Using Kafka Streams for a Kafka Event Projection

In this post, I’ll walk through a sample implementation of Kafka Streams to maintain an Event Projection. I’ll use this to illustrate when this is a suitable approach to use.

I’ve written similar Event Projection posts about sample implementations that use an in-memory lookup table, and a PostgreSQL database.

The objective for this demo

I introduced the pattern of Event Projections in Comparing approaches to maintaining an Event Projection from Kafka topics.

I also explained the scenario that I’ve been using for each of my Event Projections demos. If you haven’t seen my other posts, it may help to go back and see the scenario detail and motivation first.

In short, I’m showing how to maintain a projection of two Kafka topics (one based on the event key, the other based on an attribute in the event payload).

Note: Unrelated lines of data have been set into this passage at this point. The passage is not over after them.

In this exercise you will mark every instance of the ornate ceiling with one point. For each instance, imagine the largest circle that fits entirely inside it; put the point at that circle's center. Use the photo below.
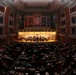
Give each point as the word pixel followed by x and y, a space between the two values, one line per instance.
pixel 36 5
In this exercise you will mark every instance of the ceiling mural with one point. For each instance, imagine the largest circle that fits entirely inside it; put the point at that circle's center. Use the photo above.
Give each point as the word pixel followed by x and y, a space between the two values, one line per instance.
pixel 36 5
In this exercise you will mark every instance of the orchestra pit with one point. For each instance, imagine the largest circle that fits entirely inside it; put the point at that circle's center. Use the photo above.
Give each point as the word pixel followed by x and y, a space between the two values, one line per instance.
pixel 37 37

And I’m showing how an application could make an HTTP/REST call to retrieve the data from the most recent event that matches some query.

At a high-level, the goal for this demo is to:

use Kafka Streams to maintain a projection of the Kafka topics
provide an HTTP/REST API for querying the projection

For demo purposes, my “application” will be curl, so I can illustrate being able to query the projection like this.

After an event like this arrives on the SENSOR.READINGS Kafka topic:

I will query for the latest temperature and humidity for that location:

curl --silent \
  http://projectionsdemo.apps.dale-lane.demo.ibm.com/sensorreadings/G-0-15 | jq

{
    "humidity": 43,
    "sensorId": "G-0-15",
    "sensorTime": "Thu Nov 28 13:47:09 GMT 2024",
    "temperature": 22.3
}

And after an event like this arrives on the DOOR.BADGEIN Kafka topic:

I will query for the latest employee to have gone through that door.

curl --silent \
  http://projectionsdemo.apps.dale-lane.demo.ibm.com/badgeins/DE-1-16 | jq

{
    "badgeTime": "2024-11-28 13:54:48.702",
    "doorId": "DE-1-16",
    "employee": "geralyn.littel",
    "recordId": "0fc23607-4527-4b6a-bb19-9e6aac5c22ba"
}

Demo implementation

You can find the source code for a demo implementation in Github at dalelane/event-projections-demos:

In this post, I’ll be going through the 03-kafka-streams folder, which contains the third of my demos. It includes a complete and deployable demo, pre-configured to run in OpenShift and work with the demo scenario environment I described in my first post.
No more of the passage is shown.